1968 Tennis Champions - Tennis Review

1968 Tennis Champions

The Championships, Wimbledon, or just Wimbledon as it is more commonly referred to, is the oldest tennis tournament in the world and arguably the most famous. Since the first tournament 125 years ago in 1877, The Championships have been hosted by the All England Lawn Tennis and Croquet Club in Wimbledon, London and take place over two weeks in late June – early July.
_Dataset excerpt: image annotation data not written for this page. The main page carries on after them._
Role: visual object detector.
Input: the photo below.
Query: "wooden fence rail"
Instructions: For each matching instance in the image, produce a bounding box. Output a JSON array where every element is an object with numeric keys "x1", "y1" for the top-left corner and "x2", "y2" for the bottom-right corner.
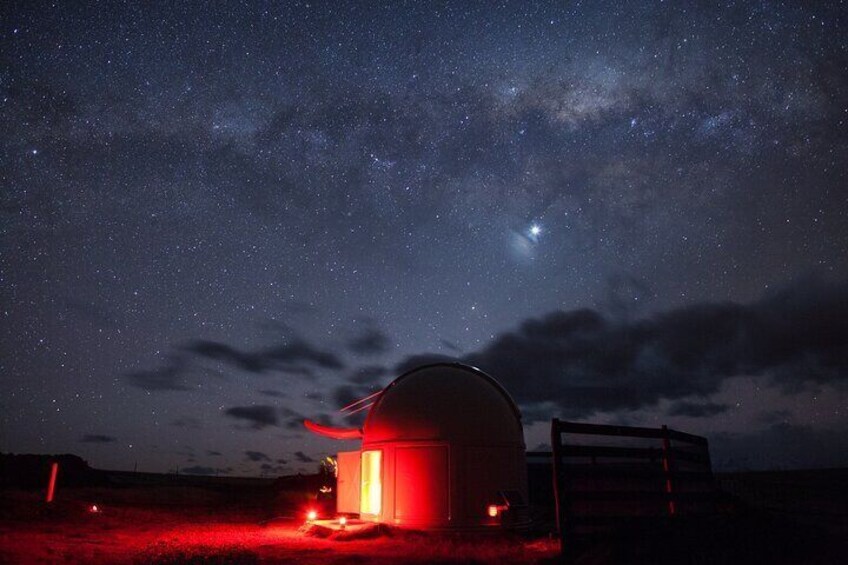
[{"x1": 551, "y1": 418, "x2": 716, "y2": 550}]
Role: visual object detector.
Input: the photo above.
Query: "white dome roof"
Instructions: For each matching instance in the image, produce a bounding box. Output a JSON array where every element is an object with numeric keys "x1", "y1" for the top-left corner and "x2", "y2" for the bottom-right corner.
[{"x1": 363, "y1": 363, "x2": 524, "y2": 448}]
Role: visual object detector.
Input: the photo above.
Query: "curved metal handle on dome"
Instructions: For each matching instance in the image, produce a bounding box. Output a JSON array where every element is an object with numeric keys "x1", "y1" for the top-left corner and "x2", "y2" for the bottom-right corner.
[{"x1": 303, "y1": 420, "x2": 362, "y2": 439}]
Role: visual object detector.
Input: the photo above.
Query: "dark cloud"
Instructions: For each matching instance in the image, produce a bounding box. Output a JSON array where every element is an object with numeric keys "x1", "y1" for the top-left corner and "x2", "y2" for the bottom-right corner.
[
  {"x1": 668, "y1": 400, "x2": 730, "y2": 418},
  {"x1": 394, "y1": 353, "x2": 462, "y2": 376},
  {"x1": 80, "y1": 434, "x2": 118, "y2": 443},
  {"x1": 224, "y1": 405, "x2": 279, "y2": 430},
  {"x1": 347, "y1": 365, "x2": 388, "y2": 385},
  {"x1": 180, "y1": 465, "x2": 227, "y2": 476},
  {"x1": 294, "y1": 451, "x2": 315, "y2": 463},
  {"x1": 259, "y1": 390, "x2": 286, "y2": 398},
  {"x1": 388, "y1": 281, "x2": 848, "y2": 419},
  {"x1": 283, "y1": 412, "x2": 336, "y2": 432},
  {"x1": 171, "y1": 416, "x2": 203, "y2": 430},
  {"x1": 710, "y1": 423, "x2": 848, "y2": 471},
  {"x1": 185, "y1": 339, "x2": 344, "y2": 376},
  {"x1": 259, "y1": 463, "x2": 286, "y2": 474},
  {"x1": 439, "y1": 339, "x2": 462, "y2": 353},
  {"x1": 347, "y1": 326, "x2": 391, "y2": 355}
]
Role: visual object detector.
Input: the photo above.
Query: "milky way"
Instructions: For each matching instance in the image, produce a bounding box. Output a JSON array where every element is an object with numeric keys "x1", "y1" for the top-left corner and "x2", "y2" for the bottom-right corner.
[{"x1": 0, "y1": 2, "x2": 848, "y2": 474}]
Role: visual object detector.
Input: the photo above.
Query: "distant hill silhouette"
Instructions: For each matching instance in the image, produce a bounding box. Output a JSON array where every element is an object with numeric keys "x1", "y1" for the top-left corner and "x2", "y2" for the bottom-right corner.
[{"x1": 0, "y1": 453, "x2": 106, "y2": 489}]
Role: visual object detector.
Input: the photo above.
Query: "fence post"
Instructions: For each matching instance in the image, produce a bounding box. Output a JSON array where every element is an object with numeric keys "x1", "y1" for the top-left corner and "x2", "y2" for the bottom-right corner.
[
  {"x1": 551, "y1": 418, "x2": 568, "y2": 555},
  {"x1": 662, "y1": 425, "x2": 677, "y2": 516}
]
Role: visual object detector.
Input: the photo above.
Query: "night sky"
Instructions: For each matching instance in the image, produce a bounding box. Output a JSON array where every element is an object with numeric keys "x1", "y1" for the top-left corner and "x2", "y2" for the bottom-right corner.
[{"x1": 0, "y1": 1, "x2": 848, "y2": 475}]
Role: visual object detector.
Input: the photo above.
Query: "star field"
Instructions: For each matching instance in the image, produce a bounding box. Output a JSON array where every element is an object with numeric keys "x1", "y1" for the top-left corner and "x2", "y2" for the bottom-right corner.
[{"x1": 0, "y1": 2, "x2": 848, "y2": 474}]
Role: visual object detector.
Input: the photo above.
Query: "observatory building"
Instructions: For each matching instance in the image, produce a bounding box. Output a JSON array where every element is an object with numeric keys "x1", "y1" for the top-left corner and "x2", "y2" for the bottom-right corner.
[{"x1": 306, "y1": 363, "x2": 528, "y2": 530}]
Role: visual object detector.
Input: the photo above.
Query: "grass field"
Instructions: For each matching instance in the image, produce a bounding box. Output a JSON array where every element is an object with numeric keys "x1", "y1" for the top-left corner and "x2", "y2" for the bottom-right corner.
[{"x1": 0, "y1": 464, "x2": 848, "y2": 565}]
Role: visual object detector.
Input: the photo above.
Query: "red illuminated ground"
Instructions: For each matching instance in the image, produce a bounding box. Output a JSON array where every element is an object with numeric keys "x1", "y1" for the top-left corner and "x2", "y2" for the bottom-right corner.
[
  {"x1": 0, "y1": 470, "x2": 848, "y2": 565},
  {"x1": 0, "y1": 489, "x2": 556, "y2": 563}
]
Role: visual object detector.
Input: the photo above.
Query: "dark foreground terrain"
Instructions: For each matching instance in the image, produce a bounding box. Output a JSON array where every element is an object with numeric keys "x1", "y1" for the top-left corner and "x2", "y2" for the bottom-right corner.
[{"x1": 0, "y1": 462, "x2": 848, "y2": 564}]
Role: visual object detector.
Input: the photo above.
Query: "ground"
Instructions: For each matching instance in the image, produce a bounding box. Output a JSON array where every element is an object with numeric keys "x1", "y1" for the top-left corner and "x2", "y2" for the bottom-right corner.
[
  {"x1": 0, "y1": 470, "x2": 848, "y2": 565},
  {"x1": 0, "y1": 488, "x2": 557, "y2": 564}
]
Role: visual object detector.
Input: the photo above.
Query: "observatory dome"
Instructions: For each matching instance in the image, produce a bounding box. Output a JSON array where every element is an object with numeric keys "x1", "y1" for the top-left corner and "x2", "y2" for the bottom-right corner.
[{"x1": 363, "y1": 363, "x2": 524, "y2": 449}]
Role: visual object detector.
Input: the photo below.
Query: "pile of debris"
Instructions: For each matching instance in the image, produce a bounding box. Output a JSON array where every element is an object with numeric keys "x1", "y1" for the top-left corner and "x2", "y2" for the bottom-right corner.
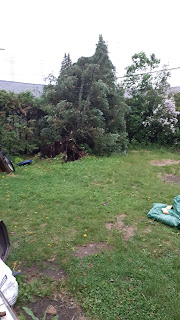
[
  {"x1": 0, "y1": 220, "x2": 18, "y2": 320},
  {"x1": 41, "y1": 137, "x2": 86, "y2": 162}
]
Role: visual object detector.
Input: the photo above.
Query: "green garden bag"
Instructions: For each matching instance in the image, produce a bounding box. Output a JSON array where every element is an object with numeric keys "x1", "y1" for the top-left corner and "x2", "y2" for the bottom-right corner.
[{"x1": 147, "y1": 195, "x2": 180, "y2": 229}]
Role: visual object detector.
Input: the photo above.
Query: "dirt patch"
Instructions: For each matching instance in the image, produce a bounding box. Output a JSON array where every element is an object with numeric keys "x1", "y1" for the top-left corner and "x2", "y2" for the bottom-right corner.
[
  {"x1": 15, "y1": 295, "x2": 86, "y2": 320},
  {"x1": 158, "y1": 174, "x2": 180, "y2": 184},
  {"x1": 151, "y1": 159, "x2": 180, "y2": 167},
  {"x1": 74, "y1": 242, "x2": 111, "y2": 258},
  {"x1": 106, "y1": 214, "x2": 137, "y2": 241},
  {"x1": 22, "y1": 258, "x2": 66, "y2": 282}
]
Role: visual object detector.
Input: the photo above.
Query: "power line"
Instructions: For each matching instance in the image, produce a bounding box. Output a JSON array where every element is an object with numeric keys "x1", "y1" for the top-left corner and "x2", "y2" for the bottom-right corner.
[{"x1": 117, "y1": 67, "x2": 180, "y2": 79}]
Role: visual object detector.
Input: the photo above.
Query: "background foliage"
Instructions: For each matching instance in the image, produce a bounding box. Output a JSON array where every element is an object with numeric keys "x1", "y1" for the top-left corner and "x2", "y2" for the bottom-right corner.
[{"x1": 0, "y1": 35, "x2": 180, "y2": 155}]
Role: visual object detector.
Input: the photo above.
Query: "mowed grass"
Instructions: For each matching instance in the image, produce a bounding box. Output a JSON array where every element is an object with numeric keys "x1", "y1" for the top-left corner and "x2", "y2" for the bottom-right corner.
[{"x1": 0, "y1": 149, "x2": 180, "y2": 320}]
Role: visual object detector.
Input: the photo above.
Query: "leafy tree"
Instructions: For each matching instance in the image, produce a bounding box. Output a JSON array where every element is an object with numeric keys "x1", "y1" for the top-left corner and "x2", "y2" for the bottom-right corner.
[
  {"x1": 60, "y1": 53, "x2": 72, "y2": 73},
  {"x1": 0, "y1": 90, "x2": 42, "y2": 154},
  {"x1": 124, "y1": 52, "x2": 173, "y2": 143}
]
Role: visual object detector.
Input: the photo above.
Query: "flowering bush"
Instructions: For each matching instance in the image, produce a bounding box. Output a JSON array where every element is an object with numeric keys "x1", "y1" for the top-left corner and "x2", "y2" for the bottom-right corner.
[
  {"x1": 143, "y1": 98, "x2": 180, "y2": 133},
  {"x1": 142, "y1": 98, "x2": 180, "y2": 143}
]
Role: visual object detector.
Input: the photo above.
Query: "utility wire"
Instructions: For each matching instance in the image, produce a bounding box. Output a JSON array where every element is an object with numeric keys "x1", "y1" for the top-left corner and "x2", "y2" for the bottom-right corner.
[{"x1": 117, "y1": 67, "x2": 180, "y2": 79}]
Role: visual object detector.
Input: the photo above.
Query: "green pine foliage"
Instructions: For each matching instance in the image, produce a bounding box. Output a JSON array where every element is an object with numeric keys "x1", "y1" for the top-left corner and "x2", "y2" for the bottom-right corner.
[{"x1": 42, "y1": 35, "x2": 128, "y2": 154}]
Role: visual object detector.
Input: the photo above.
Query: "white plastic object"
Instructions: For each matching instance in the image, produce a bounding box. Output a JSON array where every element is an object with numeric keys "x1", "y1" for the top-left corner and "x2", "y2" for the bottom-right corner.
[{"x1": 0, "y1": 259, "x2": 18, "y2": 306}]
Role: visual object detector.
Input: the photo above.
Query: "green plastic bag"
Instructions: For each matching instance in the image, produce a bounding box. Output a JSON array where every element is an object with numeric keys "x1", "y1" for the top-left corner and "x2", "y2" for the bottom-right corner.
[{"x1": 147, "y1": 195, "x2": 180, "y2": 229}]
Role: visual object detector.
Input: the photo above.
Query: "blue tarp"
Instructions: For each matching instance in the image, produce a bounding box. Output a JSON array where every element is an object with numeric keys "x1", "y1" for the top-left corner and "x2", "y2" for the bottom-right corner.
[{"x1": 147, "y1": 195, "x2": 180, "y2": 229}]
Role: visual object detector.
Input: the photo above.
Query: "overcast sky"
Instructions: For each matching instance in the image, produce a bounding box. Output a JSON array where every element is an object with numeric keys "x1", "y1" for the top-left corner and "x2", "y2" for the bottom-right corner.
[{"x1": 0, "y1": 0, "x2": 180, "y2": 86}]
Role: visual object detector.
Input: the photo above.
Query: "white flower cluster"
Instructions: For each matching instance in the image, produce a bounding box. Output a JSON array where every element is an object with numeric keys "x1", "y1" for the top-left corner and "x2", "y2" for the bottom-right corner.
[{"x1": 142, "y1": 98, "x2": 180, "y2": 133}]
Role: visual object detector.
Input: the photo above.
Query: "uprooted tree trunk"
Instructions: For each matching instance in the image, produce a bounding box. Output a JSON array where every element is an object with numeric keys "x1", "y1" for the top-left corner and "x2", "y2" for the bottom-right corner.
[{"x1": 41, "y1": 137, "x2": 85, "y2": 162}]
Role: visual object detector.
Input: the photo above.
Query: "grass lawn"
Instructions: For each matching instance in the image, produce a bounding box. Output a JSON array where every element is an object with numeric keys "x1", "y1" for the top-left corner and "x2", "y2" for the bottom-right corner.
[{"x1": 0, "y1": 149, "x2": 180, "y2": 320}]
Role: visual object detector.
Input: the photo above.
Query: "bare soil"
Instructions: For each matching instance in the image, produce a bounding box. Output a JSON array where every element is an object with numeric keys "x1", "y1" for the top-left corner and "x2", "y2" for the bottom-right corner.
[
  {"x1": 14, "y1": 257, "x2": 86, "y2": 320},
  {"x1": 22, "y1": 261, "x2": 66, "y2": 282},
  {"x1": 14, "y1": 296, "x2": 86, "y2": 320},
  {"x1": 159, "y1": 174, "x2": 180, "y2": 184},
  {"x1": 151, "y1": 159, "x2": 180, "y2": 167},
  {"x1": 106, "y1": 214, "x2": 137, "y2": 241},
  {"x1": 74, "y1": 242, "x2": 111, "y2": 258}
]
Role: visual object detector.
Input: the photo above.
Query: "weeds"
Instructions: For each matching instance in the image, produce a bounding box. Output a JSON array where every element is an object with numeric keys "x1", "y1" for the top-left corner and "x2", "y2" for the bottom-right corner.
[{"x1": 0, "y1": 149, "x2": 180, "y2": 320}]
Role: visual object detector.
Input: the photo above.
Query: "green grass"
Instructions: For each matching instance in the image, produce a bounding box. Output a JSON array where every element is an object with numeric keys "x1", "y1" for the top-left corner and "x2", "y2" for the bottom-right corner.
[{"x1": 0, "y1": 149, "x2": 180, "y2": 320}]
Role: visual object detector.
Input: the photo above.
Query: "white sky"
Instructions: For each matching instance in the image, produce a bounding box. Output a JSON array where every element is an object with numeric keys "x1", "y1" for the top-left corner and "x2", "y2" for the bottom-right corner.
[{"x1": 0, "y1": 0, "x2": 180, "y2": 86}]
Of the four major annual tennis tournaments known as the ‘Grand Slams’, Wimbledon is the only one to still be played on grass, which is where the name lawn tennis originated. Grass is also the surface which provides the fastest game of tennis. Of the other three, the Australian Open and the US Open are both played on hard courts and the French Open is played on clay.

In stark contrast to today’s sporting extravaganza, the first year of the Championships took place with very little fanfare. The All England Club had originally been called the All England Croquet Club when it opened in 1869, but as the new game of lawn tennis – an offshoot of the original indoor racquet sport known by traditionalists as ‘real tennis’ – began to grow in popularity at the end of the nineteenth century, the club decided to provide tennis courts for their visitors. On 14 April 1877 the Club introduced the first of a number of name changes to become the All England Croquet and Lawn Tennis Club.

Unlike today’s tournament, which involves four junior and four invitation competitions alongside the five main contests – the men’s single and double matches, the women’s single and double matches and the mixed doubles – the first Wimbledon championships had one event, the Gentleman’s Singles. As it was not permissible for women to enter the tournament in 1877, the first Wimbledon champion from a group of twenty-two male competitors was twenty seven year old Spencer William Gore. In front of a crowd of 200, who had paid a shilling apiece to attend, Gore beat his opponent William Marshall in a decisive 6-1, 6-2, 6-4 defeat lasting only forty-eight minutes. As would also be the tradition for many Wimbledon tournaments to follow until a retractable roof was installed over centre court in 2009, the final was postponed due to rain. When it was eventually played three days later the weather conditions had not greatly improved.